Smile, you’re on LaserCam: The new speed camera that has caught 40,000 speeding motorists (TfL)
Smile, you’re on LaserCam: The new speed camera that has caught 40,000 speeding motorists (TfL)

This is partly down to the introduction of five mobile “LaserCam” devices that combine a speed gun and video camera – enabling the targeting of new “hot spot” locations, including at night. About 40,000 of the offences were caught by LaserCam.

Another factor was an increase in the Met’s “back office” ability to process speeding offences, the Standard was told.

City Hall wants the Met to have the capacity to enforce a million speeding offences a year from April next year.

Framed: a speeding motorist is detected by the LaserCam (TfL)
Framed: a speeding motorist is detected by the LaserCam (TfL)

The new speed cameras, which supplement hundreds of fixed roadside cameras, were provided by Transport for London last February as part of Mayor Sadiq Khan’s “Vision Zero” campaign to eradicate road deaths by 2041.

The LaserCam devices are regarded as “game changing” because they collect evidence able to be used in court and which avoids the need for the driver to be pulled over by police.

TfL commissioner Andy Lord said the new cameras had provided “additional speed enforcement and enabled us to flexibly respond to speeding concerns from London boroughs”.

He said: “This highlights the good progress on our commitment to improve safety on our roads and increase the levels of speed enforcement undertaken by the police, building the capacity to enforce up to one million offences per year.”

If the current trend continues, about 600,000 speeding drivers will be caught in the capital this financial year.

The Met enforced 476,685 speeding offences in 2021/22 – up 72 per cent on the previous year.

Jeremy Leach, London co-ordinator of the 20s Plenty For Us campaign, said: “TfL data shows that 48 per cent of fatal collisions have speed as a contributory factor.

“We are getting more and more of a sense how significant speed is in terms of casualty volumes in London. Lower speed limits and higher levels of enforcement, and then higher levels of compliance, work together in a virtuous circle.

“TfL and the Met seem to be doing a huge amount of work on increasing compliance, and we welcome that.”

More than half of all roads in London have a 20mph limit – including almost 70 miles of main roads.

TfL wants to convert an additional 17 miles of its “red routes” in Camden, Islington, Hackney, Tower Hamlets and Haringey to 20mph – meaning the same speed limit on “local” roads and main roads.

This would affect sections of the A503, A501, A41, A1, A10, A11 and A1203 from next month. More than 130 more miles of roads in inner and outer London are due to follow next year.

Three years ago TfL imposed a 20mph limit on all its roads within the central London congestion charge zone.

This has resulted in a 25 per cent reduction in the number of “red route” collisions involving death or serious injury, down from 94 to 71, TfL revealed yesterday.

There was also a similar reduction in the total number of crashes on the TfL network, down from 406 to 304.

Collisions involving pedestrians decreased by 63 per cent (from 124 to 46).

TfL said people hit by a vehicle at 20mph were about five times less likely to be killed than at 30mph.

It found the 20mph limits slowed traffic by an average of 1.7mph to 5mph without increasing congestion.

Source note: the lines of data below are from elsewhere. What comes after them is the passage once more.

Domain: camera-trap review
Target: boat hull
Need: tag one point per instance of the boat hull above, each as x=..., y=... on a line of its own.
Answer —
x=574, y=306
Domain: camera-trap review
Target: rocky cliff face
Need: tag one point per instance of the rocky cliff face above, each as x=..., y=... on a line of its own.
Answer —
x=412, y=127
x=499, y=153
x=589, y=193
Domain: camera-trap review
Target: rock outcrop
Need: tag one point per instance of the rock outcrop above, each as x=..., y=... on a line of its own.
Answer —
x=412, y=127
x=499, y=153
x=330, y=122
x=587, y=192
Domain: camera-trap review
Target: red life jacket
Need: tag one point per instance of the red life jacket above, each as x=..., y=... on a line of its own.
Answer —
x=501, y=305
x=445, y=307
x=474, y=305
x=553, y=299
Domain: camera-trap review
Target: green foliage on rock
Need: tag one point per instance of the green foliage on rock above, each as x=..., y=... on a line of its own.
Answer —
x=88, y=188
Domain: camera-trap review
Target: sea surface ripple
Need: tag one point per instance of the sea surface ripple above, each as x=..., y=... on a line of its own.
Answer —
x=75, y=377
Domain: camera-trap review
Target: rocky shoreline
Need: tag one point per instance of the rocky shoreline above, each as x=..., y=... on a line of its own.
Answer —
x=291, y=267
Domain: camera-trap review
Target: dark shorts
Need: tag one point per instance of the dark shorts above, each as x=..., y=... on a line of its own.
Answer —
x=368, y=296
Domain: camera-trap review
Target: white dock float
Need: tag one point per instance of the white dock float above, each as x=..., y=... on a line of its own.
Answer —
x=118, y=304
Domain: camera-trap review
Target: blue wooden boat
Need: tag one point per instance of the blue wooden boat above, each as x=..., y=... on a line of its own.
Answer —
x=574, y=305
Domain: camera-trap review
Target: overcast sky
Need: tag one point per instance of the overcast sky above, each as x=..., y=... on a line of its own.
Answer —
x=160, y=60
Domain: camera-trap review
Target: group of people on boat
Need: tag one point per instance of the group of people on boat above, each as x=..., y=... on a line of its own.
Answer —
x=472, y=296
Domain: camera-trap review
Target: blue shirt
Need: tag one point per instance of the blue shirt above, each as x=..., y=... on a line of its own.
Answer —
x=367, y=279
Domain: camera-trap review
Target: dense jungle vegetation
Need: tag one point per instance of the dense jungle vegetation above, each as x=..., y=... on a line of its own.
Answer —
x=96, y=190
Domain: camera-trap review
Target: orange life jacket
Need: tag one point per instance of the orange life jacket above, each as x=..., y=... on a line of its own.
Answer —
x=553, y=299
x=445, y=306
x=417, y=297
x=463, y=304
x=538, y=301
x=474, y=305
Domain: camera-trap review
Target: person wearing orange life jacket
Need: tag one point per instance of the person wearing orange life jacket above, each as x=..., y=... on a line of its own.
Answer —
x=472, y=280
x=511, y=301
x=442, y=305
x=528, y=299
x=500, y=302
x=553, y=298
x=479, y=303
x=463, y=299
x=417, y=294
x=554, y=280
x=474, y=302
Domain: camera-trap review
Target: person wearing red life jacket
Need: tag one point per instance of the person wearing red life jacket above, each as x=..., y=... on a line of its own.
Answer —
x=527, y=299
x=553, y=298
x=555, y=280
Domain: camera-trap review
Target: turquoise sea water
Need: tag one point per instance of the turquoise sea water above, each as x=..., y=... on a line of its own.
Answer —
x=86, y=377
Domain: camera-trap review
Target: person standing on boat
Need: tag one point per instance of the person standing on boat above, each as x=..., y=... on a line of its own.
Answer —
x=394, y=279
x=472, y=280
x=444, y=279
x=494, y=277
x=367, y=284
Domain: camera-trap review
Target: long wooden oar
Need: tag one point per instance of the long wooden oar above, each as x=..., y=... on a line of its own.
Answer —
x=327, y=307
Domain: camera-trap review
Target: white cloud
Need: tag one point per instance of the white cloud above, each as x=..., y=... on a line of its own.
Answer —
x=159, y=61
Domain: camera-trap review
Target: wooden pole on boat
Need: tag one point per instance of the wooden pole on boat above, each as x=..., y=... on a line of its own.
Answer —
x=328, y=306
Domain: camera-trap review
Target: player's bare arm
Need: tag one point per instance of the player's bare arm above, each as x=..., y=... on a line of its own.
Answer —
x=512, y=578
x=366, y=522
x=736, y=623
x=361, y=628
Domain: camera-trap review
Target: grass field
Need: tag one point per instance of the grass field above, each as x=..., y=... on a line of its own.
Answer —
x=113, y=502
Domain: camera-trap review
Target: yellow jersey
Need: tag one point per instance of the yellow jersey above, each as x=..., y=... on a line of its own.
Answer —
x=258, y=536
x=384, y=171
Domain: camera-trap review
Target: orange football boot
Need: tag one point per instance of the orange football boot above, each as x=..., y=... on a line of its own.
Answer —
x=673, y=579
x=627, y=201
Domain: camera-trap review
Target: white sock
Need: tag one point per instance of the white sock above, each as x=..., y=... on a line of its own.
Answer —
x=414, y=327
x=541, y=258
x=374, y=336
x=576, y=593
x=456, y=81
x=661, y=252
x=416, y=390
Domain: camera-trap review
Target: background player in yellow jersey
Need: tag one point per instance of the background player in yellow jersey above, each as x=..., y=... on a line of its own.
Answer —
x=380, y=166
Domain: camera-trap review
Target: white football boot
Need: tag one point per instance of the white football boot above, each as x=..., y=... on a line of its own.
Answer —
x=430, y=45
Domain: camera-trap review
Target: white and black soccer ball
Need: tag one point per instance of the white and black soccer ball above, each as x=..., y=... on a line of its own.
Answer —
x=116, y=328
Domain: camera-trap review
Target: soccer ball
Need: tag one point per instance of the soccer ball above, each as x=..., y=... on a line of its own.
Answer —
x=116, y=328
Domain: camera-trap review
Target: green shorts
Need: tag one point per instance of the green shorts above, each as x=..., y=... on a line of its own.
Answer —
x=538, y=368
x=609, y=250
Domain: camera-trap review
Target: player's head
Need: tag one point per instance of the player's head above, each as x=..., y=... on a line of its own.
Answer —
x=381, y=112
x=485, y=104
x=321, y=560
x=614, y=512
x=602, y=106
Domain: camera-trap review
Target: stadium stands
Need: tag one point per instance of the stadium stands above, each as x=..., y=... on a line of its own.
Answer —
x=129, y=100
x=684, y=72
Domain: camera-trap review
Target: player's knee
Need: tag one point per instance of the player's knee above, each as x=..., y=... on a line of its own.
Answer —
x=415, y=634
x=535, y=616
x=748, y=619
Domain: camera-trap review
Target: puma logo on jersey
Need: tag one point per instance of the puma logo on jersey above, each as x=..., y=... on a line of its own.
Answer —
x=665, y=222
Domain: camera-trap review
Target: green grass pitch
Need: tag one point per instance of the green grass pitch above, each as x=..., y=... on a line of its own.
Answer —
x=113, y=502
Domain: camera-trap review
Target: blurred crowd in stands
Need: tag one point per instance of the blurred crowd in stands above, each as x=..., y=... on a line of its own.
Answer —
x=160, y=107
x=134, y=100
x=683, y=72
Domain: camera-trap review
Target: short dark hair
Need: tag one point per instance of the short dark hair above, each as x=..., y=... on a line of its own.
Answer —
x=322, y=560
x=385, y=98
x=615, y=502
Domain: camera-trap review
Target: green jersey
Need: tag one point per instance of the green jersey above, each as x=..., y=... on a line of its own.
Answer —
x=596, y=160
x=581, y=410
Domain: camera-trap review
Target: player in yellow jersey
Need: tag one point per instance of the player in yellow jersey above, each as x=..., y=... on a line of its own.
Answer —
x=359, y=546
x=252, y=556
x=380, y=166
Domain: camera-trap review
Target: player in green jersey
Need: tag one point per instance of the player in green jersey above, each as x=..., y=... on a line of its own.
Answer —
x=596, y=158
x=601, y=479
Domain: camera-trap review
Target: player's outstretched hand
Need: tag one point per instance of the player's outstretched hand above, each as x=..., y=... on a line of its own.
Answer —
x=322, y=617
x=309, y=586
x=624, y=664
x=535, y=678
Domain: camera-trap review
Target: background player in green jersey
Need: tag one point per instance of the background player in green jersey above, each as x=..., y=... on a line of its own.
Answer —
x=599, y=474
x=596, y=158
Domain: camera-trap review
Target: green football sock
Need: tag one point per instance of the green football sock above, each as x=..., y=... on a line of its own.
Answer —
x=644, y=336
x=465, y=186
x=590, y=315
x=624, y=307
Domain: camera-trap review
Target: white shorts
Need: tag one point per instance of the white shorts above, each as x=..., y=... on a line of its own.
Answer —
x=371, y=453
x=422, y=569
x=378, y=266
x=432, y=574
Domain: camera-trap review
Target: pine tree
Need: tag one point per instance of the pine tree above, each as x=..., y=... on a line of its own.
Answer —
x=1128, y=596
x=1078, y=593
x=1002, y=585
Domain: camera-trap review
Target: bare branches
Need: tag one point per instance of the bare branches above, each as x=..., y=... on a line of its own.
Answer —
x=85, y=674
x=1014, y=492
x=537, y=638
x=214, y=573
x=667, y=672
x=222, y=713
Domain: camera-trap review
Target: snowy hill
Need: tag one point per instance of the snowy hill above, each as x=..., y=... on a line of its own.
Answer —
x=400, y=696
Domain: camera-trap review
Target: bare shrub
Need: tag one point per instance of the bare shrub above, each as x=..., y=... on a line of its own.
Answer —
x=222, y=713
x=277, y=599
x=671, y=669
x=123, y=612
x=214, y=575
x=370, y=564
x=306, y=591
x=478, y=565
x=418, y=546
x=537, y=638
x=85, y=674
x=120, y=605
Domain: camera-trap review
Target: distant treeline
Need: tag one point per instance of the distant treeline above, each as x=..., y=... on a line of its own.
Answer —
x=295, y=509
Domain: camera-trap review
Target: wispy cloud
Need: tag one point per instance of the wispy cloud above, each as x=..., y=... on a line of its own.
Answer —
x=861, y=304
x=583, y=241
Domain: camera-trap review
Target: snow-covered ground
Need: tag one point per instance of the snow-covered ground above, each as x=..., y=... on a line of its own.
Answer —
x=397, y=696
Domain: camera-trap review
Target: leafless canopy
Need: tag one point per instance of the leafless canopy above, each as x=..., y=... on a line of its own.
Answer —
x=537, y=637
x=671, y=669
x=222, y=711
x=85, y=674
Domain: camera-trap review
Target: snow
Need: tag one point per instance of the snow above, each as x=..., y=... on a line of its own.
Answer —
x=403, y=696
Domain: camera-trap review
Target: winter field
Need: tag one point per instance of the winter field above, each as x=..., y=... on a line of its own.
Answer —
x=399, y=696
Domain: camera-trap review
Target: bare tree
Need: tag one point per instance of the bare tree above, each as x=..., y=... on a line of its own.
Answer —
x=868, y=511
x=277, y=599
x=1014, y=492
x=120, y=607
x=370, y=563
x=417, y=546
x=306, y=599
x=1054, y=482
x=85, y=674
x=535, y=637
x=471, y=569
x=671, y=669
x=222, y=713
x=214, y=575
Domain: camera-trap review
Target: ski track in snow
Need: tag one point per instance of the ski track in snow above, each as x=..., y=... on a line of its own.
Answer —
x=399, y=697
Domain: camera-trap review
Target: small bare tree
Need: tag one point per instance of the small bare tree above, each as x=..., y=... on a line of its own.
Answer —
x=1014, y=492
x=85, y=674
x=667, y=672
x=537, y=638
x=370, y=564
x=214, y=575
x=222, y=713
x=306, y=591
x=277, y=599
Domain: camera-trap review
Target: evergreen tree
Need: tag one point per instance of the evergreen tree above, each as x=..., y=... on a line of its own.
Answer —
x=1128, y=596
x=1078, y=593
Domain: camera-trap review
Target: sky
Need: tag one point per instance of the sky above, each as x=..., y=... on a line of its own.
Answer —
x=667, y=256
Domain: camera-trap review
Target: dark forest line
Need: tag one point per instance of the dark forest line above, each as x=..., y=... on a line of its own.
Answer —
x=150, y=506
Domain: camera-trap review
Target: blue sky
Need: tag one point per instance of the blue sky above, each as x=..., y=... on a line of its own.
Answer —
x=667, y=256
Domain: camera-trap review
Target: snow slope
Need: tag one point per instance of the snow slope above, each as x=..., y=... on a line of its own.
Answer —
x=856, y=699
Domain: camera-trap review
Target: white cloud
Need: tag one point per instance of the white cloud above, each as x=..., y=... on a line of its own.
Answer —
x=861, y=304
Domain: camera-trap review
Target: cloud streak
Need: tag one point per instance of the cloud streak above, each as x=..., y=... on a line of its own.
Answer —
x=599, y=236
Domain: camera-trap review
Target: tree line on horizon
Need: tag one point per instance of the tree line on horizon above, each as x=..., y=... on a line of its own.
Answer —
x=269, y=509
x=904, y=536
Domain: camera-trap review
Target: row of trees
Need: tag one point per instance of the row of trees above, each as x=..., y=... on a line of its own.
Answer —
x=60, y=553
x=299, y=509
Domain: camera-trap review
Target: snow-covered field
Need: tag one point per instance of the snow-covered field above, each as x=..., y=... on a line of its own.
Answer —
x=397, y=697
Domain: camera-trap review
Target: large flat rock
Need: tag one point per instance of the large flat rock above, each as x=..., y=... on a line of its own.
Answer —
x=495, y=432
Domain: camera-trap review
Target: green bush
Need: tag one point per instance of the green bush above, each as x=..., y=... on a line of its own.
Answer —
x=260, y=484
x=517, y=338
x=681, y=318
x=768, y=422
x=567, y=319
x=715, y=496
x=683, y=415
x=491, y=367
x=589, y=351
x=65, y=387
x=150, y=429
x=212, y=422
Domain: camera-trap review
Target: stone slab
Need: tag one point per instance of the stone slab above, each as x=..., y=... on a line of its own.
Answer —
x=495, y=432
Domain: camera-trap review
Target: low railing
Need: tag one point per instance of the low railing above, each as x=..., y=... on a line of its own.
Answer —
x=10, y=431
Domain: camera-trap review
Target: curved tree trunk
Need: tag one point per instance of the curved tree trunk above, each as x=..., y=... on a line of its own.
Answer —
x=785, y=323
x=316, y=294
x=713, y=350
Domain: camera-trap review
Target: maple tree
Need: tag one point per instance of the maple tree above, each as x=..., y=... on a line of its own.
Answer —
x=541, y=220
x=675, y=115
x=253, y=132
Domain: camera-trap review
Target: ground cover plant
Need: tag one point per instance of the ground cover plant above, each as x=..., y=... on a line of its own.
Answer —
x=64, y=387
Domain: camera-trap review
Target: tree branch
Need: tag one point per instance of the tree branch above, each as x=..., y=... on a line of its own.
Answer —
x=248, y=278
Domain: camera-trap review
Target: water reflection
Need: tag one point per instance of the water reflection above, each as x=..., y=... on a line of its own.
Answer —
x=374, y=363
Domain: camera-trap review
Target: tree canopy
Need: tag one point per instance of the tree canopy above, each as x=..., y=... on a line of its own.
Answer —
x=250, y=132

Income from speeding tickets - which cost at least £100 - goes to the Treasury not to TfL or the Met. Drivers also get three points on their licence.

Will Norman, London’s walking and cycling commissioner, said: “Sadly more than 4,000 people are killed and seriously injured on London’s roads every year. Lowering speeds is one of the most important things we can do to reduce road danger.”